Captured British airborne troops are taken away from Oosterbeek by the Germans.

The day after the battle: the Germans take the British perimeter in Oosterbeek

in Oosterbeek/september 26

Early in the morning of Tuesday, September 26, General Bittrich, who led the attacks in Oosterbeek, received a telephone call from Field Marshal Walter Model.
“Bittrich, when will everything here finally be over?” he wanted to know.

The German general replied that the day before he had done everything he could to force a breakthrough in the British perimeter.
“We fought like never before. We used everything we had against the British.”

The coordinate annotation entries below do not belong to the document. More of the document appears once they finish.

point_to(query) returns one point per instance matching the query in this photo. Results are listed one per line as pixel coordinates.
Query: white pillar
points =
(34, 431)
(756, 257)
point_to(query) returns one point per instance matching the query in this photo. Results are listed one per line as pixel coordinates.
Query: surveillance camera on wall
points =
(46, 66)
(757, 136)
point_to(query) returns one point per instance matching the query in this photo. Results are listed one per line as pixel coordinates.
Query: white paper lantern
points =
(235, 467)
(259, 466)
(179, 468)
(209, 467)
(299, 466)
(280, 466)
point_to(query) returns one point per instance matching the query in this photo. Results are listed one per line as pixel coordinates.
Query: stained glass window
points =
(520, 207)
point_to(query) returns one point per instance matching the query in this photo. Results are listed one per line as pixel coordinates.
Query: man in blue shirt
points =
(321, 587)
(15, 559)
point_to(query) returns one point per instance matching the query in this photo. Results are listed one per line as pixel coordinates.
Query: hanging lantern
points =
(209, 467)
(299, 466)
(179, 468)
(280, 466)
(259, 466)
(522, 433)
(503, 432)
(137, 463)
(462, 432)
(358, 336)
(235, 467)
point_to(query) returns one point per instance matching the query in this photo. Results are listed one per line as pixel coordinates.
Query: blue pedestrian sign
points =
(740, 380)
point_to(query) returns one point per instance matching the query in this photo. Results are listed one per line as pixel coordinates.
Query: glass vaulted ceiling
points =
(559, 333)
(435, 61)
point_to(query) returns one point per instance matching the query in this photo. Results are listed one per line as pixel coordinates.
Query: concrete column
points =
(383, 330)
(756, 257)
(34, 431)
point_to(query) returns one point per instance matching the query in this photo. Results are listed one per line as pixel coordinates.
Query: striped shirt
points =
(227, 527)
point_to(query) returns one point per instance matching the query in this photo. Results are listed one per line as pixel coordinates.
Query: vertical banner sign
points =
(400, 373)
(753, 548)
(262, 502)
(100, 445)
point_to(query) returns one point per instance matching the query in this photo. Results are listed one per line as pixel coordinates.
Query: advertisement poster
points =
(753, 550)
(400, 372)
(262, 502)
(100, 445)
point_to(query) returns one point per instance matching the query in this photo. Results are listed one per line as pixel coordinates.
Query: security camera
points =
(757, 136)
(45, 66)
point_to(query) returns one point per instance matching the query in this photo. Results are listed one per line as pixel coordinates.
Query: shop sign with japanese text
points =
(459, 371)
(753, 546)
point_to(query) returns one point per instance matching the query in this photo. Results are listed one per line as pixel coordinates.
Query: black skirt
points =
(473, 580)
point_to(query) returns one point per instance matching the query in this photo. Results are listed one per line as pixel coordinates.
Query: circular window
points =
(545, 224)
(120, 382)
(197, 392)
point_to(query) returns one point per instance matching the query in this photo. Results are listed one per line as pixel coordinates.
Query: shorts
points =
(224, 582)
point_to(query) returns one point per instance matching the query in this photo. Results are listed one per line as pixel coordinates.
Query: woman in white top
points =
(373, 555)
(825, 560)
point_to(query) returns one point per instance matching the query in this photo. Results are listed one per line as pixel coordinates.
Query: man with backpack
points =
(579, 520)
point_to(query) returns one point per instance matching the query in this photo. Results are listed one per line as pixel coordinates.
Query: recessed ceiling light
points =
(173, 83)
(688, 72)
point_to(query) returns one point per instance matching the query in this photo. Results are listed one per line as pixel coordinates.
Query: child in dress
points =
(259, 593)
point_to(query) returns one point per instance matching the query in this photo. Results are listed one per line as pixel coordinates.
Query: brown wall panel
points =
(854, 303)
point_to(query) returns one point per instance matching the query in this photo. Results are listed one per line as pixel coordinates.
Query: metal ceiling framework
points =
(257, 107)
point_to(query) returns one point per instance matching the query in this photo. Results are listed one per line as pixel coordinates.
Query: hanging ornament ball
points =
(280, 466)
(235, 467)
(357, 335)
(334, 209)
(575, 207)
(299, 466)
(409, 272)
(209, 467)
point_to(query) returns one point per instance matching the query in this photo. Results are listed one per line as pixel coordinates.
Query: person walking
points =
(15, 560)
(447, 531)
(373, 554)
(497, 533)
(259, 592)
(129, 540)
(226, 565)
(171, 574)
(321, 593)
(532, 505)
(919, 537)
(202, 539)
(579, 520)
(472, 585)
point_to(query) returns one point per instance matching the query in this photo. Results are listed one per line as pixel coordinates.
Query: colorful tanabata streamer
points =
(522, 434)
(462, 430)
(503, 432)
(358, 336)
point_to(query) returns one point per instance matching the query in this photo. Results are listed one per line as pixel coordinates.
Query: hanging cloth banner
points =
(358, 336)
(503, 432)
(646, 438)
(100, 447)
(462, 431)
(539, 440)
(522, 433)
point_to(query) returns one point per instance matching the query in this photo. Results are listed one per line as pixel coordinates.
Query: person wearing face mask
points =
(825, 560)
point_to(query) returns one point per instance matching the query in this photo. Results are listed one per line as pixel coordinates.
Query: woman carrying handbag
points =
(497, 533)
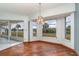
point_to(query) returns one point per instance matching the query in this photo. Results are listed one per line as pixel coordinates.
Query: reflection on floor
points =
(38, 48)
(4, 43)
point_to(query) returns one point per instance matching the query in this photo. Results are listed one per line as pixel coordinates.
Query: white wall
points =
(11, 16)
(64, 8)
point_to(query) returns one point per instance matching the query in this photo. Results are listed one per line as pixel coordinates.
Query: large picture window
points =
(34, 28)
(68, 28)
(49, 28)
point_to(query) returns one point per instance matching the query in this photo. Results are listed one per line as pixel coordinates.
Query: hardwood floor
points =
(38, 48)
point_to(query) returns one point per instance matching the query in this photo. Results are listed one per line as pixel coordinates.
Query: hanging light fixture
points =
(40, 19)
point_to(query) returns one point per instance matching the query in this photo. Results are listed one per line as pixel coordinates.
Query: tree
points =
(17, 28)
(45, 27)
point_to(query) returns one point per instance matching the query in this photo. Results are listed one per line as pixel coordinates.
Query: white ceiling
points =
(25, 8)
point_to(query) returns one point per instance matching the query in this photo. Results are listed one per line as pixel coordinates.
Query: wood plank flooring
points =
(38, 48)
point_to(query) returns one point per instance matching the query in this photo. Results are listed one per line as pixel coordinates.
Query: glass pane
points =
(68, 28)
(49, 28)
(34, 28)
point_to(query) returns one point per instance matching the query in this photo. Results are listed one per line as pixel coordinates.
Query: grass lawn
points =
(20, 34)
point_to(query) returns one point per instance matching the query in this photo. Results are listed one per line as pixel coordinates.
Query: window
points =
(68, 28)
(49, 28)
(34, 28)
(17, 29)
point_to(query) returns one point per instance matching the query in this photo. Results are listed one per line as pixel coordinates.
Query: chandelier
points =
(40, 19)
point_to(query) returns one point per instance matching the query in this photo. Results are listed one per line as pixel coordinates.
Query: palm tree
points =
(17, 28)
(45, 27)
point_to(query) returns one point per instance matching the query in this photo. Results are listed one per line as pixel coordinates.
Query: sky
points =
(52, 23)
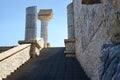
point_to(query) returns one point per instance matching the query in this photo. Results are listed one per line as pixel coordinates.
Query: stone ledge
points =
(30, 42)
(69, 40)
(12, 51)
(88, 2)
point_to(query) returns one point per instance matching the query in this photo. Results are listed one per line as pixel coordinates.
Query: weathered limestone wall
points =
(110, 62)
(12, 59)
(31, 19)
(94, 26)
(89, 35)
(70, 42)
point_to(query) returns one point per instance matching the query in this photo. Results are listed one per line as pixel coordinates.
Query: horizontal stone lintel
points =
(30, 42)
(69, 40)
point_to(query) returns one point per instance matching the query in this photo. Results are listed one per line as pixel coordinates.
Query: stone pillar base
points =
(35, 47)
(69, 47)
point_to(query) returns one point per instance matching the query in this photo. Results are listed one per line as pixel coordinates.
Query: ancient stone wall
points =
(95, 25)
(4, 48)
(110, 65)
(12, 59)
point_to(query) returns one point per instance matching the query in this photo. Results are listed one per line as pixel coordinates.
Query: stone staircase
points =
(50, 65)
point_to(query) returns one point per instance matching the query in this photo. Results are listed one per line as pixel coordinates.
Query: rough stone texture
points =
(69, 47)
(94, 26)
(31, 18)
(12, 59)
(70, 42)
(4, 48)
(110, 62)
(36, 46)
(112, 16)
(45, 15)
(89, 35)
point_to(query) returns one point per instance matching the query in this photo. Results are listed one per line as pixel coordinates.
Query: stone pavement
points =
(50, 65)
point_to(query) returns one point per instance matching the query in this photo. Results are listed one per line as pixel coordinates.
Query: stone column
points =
(44, 30)
(31, 31)
(70, 21)
(31, 18)
(45, 15)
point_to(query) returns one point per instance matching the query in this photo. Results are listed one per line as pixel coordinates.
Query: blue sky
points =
(12, 20)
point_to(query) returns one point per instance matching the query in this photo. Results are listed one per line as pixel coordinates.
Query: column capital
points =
(45, 14)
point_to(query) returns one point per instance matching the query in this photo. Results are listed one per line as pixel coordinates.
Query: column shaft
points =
(31, 18)
(44, 30)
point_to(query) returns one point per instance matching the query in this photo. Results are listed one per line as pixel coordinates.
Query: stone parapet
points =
(12, 59)
(36, 46)
(69, 47)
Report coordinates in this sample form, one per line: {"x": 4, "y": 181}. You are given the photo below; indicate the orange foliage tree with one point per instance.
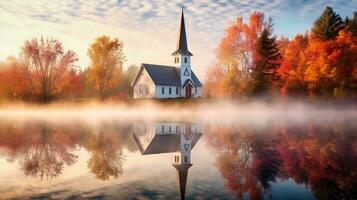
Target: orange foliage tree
{"x": 236, "y": 54}
{"x": 47, "y": 62}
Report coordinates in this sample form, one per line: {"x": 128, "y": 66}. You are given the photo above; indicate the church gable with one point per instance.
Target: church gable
{"x": 170, "y": 81}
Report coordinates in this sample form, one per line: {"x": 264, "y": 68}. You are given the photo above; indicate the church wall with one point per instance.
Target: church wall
{"x": 166, "y": 94}
{"x": 144, "y": 87}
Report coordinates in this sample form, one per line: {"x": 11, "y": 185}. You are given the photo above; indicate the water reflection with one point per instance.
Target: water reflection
{"x": 237, "y": 161}
{"x": 170, "y": 137}
{"x": 323, "y": 158}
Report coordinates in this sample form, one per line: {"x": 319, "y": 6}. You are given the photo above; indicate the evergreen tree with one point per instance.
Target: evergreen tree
{"x": 351, "y": 24}
{"x": 328, "y": 25}
{"x": 266, "y": 64}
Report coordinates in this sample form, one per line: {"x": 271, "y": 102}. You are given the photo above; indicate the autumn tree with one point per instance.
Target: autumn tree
{"x": 268, "y": 58}
{"x": 15, "y": 80}
{"x": 331, "y": 66}
{"x": 328, "y": 25}
{"x": 47, "y": 62}
{"x": 236, "y": 55}
{"x": 213, "y": 86}
{"x": 290, "y": 71}
{"x": 107, "y": 58}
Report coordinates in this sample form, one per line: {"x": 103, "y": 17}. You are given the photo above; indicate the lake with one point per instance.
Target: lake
{"x": 217, "y": 157}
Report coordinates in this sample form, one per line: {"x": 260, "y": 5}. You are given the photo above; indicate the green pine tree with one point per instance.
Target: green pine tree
{"x": 351, "y": 24}
{"x": 268, "y": 61}
{"x": 328, "y": 25}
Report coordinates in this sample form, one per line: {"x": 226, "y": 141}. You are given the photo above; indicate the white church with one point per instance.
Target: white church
{"x": 168, "y": 82}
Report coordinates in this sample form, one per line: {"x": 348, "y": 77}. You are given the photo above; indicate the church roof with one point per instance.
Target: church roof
{"x": 166, "y": 75}
{"x": 164, "y": 143}
{"x": 182, "y": 39}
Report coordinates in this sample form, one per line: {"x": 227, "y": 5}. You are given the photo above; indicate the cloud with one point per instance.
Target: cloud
{"x": 148, "y": 27}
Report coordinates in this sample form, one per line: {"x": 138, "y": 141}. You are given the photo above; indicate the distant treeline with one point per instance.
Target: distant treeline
{"x": 251, "y": 62}
{"x": 44, "y": 71}
{"x": 321, "y": 63}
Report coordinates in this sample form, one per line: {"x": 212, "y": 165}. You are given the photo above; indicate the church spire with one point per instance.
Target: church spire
{"x": 182, "y": 39}
{"x": 182, "y": 172}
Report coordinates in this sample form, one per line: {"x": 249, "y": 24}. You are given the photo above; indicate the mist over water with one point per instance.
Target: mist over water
{"x": 223, "y": 112}
{"x": 262, "y": 150}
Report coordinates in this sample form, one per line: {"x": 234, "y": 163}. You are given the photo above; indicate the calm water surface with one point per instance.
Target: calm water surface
{"x": 116, "y": 159}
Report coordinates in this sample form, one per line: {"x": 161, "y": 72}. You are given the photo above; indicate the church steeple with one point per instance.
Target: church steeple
{"x": 182, "y": 39}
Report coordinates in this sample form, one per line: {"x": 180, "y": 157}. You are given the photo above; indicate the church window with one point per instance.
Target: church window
{"x": 186, "y": 73}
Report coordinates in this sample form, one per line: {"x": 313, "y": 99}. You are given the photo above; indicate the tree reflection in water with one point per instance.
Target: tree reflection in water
{"x": 44, "y": 149}
{"x": 106, "y": 155}
{"x": 47, "y": 153}
{"x": 323, "y": 157}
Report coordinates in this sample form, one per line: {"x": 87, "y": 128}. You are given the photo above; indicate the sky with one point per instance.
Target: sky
{"x": 149, "y": 28}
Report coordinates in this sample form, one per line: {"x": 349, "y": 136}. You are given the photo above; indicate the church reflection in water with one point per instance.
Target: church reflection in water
{"x": 166, "y": 137}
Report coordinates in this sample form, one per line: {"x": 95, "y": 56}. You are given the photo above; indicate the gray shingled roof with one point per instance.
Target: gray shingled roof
{"x": 163, "y": 143}
{"x": 168, "y": 75}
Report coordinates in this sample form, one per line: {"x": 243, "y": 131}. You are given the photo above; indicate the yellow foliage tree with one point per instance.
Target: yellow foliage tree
{"x": 107, "y": 59}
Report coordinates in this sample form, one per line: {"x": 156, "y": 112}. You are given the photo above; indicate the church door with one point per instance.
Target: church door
{"x": 188, "y": 91}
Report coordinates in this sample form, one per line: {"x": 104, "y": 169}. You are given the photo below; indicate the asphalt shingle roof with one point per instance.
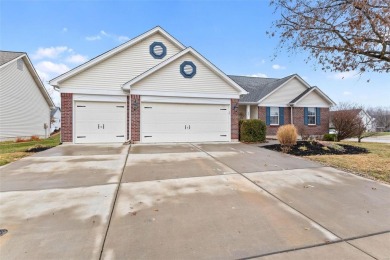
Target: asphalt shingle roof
{"x": 257, "y": 87}
{"x": 53, "y": 111}
{"x": 301, "y": 95}
{"x": 6, "y": 56}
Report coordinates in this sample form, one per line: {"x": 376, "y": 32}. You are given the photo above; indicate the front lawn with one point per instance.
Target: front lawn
{"x": 374, "y": 164}
{"x": 11, "y": 151}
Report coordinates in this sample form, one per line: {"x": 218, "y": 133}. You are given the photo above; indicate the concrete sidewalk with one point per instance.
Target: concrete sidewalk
{"x": 188, "y": 201}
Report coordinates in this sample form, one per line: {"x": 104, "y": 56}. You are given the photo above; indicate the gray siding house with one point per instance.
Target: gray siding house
{"x": 25, "y": 104}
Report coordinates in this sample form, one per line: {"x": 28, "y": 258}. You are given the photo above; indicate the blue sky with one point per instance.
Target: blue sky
{"x": 59, "y": 35}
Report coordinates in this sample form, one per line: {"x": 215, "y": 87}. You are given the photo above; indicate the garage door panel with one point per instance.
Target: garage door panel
{"x": 100, "y": 122}
{"x": 164, "y": 128}
{"x": 170, "y": 122}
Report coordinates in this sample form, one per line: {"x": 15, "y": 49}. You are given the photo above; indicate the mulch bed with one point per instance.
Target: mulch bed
{"x": 305, "y": 148}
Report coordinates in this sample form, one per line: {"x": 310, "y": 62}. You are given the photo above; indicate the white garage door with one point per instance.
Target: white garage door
{"x": 100, "y": 122}
{"x": 167, "y": 122}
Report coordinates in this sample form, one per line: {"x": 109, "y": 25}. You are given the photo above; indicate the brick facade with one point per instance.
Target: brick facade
{"x": 298, "y": 120}
{"x": 135, "y": 117}
{"x": 128, "y": 118}
{"x": 234, "y": 119}
{"x": 66, "y": 117}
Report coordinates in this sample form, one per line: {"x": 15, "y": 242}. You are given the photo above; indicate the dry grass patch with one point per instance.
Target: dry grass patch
{"x": 12, "y": 151}
{"x": 375, "y": 164}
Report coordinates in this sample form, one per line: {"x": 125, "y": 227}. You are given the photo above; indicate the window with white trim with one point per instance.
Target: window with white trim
{"x": 311, "y": 115}
{"x": 274, "y": 116}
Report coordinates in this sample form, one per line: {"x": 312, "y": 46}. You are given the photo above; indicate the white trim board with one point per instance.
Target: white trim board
{"x": 97, "y": 98}
{"x": 180, "y": 94}
{"x": 184, "y": 100}
{"x": 90, "y": 91}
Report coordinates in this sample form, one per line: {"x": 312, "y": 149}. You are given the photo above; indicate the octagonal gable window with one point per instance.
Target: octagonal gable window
{"x": 158, "y": 50}
{"x": 188, "y": 69}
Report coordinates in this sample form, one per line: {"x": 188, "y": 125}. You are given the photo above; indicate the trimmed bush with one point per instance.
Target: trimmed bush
{"x": 287, "y": 136}
{"x": 329, "y": 137}
{"x": 252, "y": 130}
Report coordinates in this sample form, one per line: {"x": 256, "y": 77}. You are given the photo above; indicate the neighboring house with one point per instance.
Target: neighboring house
{"x": 289, "y": 100}
{"x": 367, "y": 120}
{"x": 25, "y": 104}
{"x": 55, "y": 119}
{"x": 149, "y": 89}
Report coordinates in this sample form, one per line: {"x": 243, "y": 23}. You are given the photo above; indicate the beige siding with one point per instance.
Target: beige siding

Bittrich and Model were not yet aware that the British Airborne Division had withdrawn that night. But during the call, a motorcycle officer came to Bittrich and informed him of this.
“Well, thank God,” Model exclaimed.

Silence
There was an unreal peace in the remains of the British perimeter on the morning of Tuesday, September 26.
“When we woke up, it was very quiet,” wrote a resident of Oosterbeek. “A silence that we had not experienced for nine days. Not a shot was fired.”

Cautiously and warily, German soldiers entered the abandoned British perimeter that morning. The Germans found hundreds of British airborne soldiers at the Oude Kerk in Oosterbeek. The evacuation of the British was stopped after sunrise because there were too many casualties during the evacuation across the Rhine in daylight.

A number of British had tried to swim to the other side after the evacuation had been halted. A number of exhausted soldiers were carried away by the current. Other soldiers fell victim to German shelling. Few British people reached the other side. That is why most British, about 300 in total, had resigned themselves to being taken prisoner of war.

The Germans deported the British in a column to Arnhem. Along the way, the soldiers made the V sign to film cameras of the German propaganda department. Meanwhile they sang songs.

British wounded in the Elisabeth Gasthuis at one point heard the singing of marching soldiers, which became increasingly louder.
General Urquhart: “Dutch citizens, lured from their homes by the singing, stared at it in amazement and the Germans felt a deep awe.”

The British march thus took on the character of a victory march rather than a retreat to a prisoner of war camp.

Devastation
The devastation caused by war in Oosterbeek was great. Many of the houses in the British perimeter were badly damaged. Traces of the war violence of the previous days were visible everywhere.

A German Oberstleutnant noted: “There are dead Germans and English everywhere. The trees are decorated with the colored parachutes with which the English tried to supply their troops. Two of our Panther tanks are there with their burned crews still inside.”

The Germans carefully combed the British perimeter. A few hundred more British were thus found. Many of the British airbornes who remained in the houses they occupied had stayed behind because they were wounded. A few soldiers discovered that morning that they had fallen asleep exhausted and had therefore missed the retreat across the Rhine.

A large number of British soldiers were hiding in the woods or were hidden by residents of Oosterbeek and the surrounding area. All together there were approximately 300 British and Polish soldiers. About 130 of them were sent across the Rhine in Operation Pegasus a month after the Battle of Arnhem in a successful collaboration between the resistance and the Allies.